Even Josh is not making reading progress on the same trajectory he was last year. He also doesn't talk about books as much as he used to, relative to video games or movies. I was surprised and bothered by that, and when I mentioned it to JC, he said, "Josh didn't have a PSP or Nintendo DS last year." For clueless people like me, those are handheld gaming systems, as opposed to the consoles that you plug into the TV. "Think about it," JC said. "You take your handheld everywhere that boredom might otherwise prompt you to take a book. So you play your PSP on the school bus, or while you're waiting for the train or on car trips. At least a console system, you have the TV that other people in the family want access to, so you have some limits. Kids don't read under the covers anymore, they play Nintendo DS." I realized that my husband was totally right--and my (future) children will never have hand-held systems.

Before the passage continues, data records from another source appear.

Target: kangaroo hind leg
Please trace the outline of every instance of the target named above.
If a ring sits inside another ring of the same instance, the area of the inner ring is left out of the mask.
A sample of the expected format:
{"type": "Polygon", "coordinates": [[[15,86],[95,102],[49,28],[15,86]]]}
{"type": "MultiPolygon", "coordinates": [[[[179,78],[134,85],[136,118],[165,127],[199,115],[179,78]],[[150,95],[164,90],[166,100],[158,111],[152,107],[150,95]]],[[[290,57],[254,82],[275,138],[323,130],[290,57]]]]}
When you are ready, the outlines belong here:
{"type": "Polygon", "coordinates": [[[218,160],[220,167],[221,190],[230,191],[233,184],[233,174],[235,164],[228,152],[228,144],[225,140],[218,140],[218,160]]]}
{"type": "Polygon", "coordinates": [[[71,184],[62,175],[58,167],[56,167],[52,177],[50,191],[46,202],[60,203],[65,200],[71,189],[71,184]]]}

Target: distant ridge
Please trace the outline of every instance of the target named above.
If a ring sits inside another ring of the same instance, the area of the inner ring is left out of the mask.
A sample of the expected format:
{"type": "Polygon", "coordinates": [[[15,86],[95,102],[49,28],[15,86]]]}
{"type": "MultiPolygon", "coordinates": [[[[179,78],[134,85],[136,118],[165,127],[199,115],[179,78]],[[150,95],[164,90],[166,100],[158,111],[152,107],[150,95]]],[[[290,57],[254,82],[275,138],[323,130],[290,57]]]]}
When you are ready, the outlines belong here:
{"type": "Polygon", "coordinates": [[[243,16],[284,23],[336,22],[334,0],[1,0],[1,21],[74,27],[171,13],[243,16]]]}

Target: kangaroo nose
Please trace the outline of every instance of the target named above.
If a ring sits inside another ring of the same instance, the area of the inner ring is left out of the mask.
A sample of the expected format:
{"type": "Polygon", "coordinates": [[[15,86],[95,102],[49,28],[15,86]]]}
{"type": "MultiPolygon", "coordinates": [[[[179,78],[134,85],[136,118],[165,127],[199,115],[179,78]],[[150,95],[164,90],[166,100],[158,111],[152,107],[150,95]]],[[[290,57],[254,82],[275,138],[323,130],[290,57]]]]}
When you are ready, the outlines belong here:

The kids generally, despite lack of reading comprehension, have been better than last year. When we have only boys in the class, it does get a little out of hand (one of us teaches while the other repeats a litany of, "Stop poking him. Quit making that noise. Put all the feet of your chair on the floor."). The boys feed off of each other's chaotic energy, which makes it escalate. Still, we don't have anyone who is deliberately malicious, just mischevious. We've had some really great moments when the kids will be reading their Bibles and they will start giggling--not in a distracting, hyperactive way, but because they understand a joke that is being played in the Bible story. For example, Ben about fell out of his chair when he read about Joseph framing his brother Benjamin. I LOVE when the kids get to the point where they can interact with the text like that. It's why I teach. Last week, when we taught about Jacob's blessings, we stood up and acted it out. That passage about Joseph putting Manasseh on his left side, which was Jacob's right, etc., is awfully confusing even for an adult to read. JC (being by far the oldest male in the room) played Jacob, and I played Joseph, with Josh as Manasseh and Gracen as Ephraim. Because we talked about which hand was the "good" hand (right), and which kid should get the "good" blessing (the oldest), Josh really thought he was going to come out on top. He was rooting for his character very seriously. I read the whole set up, and he was just wiggling with excitement and saying to Gracen, "See, I get the good blessing and you don't!" when I read, "...but--"
Josh said, "Oh, no! Not 'but'! I don't want to hear 'but'!"
I love that he reads textual cues like that. It's awesome.

Monday, December 31, 2007

Well, we're back in the groove of teaching Sunday school.
This quarter, we've begun using Bible Study Guide LINK, which is really excellent. A number of teachers have come to me saying that they didn't understand what I disliked so much about the old curriculum, but now they get what I was talking about. This is what Bible class should look like. Sherry mentioned that her class is having a hard time getting through all the material because there's just so much good stuff. She suggested that we consider going back to teaching the same lesson on Sunday and Wednesday, with Wednesday being the "application" portion. There's a lot of merit to that idea. I've found that I hardly have time to cover half of what I'd like to in the Sunday class and also I end up having to recap the Wednesday portion of the story for the kids who don't come on Wednesdays. I'll remind her to bring that up at our next teachers' meeting (I don't want to be the only squeaky wheel!). The amazing thing about this curriculum is that it takes six weeks (if we implemented Sherry's suggestion, twelve) to get through one story. Currently we're working on the story of Joseph, one chapter at a time. When you go that slowly, you really have time to read the whole thing and talk with the kids about the hard words and make sure they understand every little thing that is happening--and they don't get bored. The curriculum is set up so that each lesson ends on a cliffhanger (this morning, we left off where Joseph finds the cup in Benjamin's sack, and Judah offers to take Benjamin's place as a slave. Our student groaned when we told him that we'd have to leave it there until next time). The kids follow only one set of characters for a long time. They get to know them, and I think they retain the information better too.
We've actually been doing it since early December, but I've been so swamped with holiday cheer that I've hardly had a minute to write about it. Due to the grade turn over, the only one of our original students left to us is Josh. He's pretty cocky, being the oldest kid there. In addition to him, we have Gracen, who is very smart and definitely well-educated, and Ben, who is a quiet boy, but definitely is aware of what goes on. Josh and Gracen are pretty solidly "good kids," and Ben is easily led to good behavior or bad, depending on his classmates' prevailing attitudes. Last week, while JC and I were home for Christmas, Amy taught our class. Unfortunately, Gracen wasn't there, and in her place were Corey and Justin. JC and I haven't taught either of them before--they don't seem to come very regularly. From what Amy told us, those two managed to swing Ben to the dark side. She had a really rough time with them, unfortunately. I felt bad about that because she was doing me a favor, in taking the class for us.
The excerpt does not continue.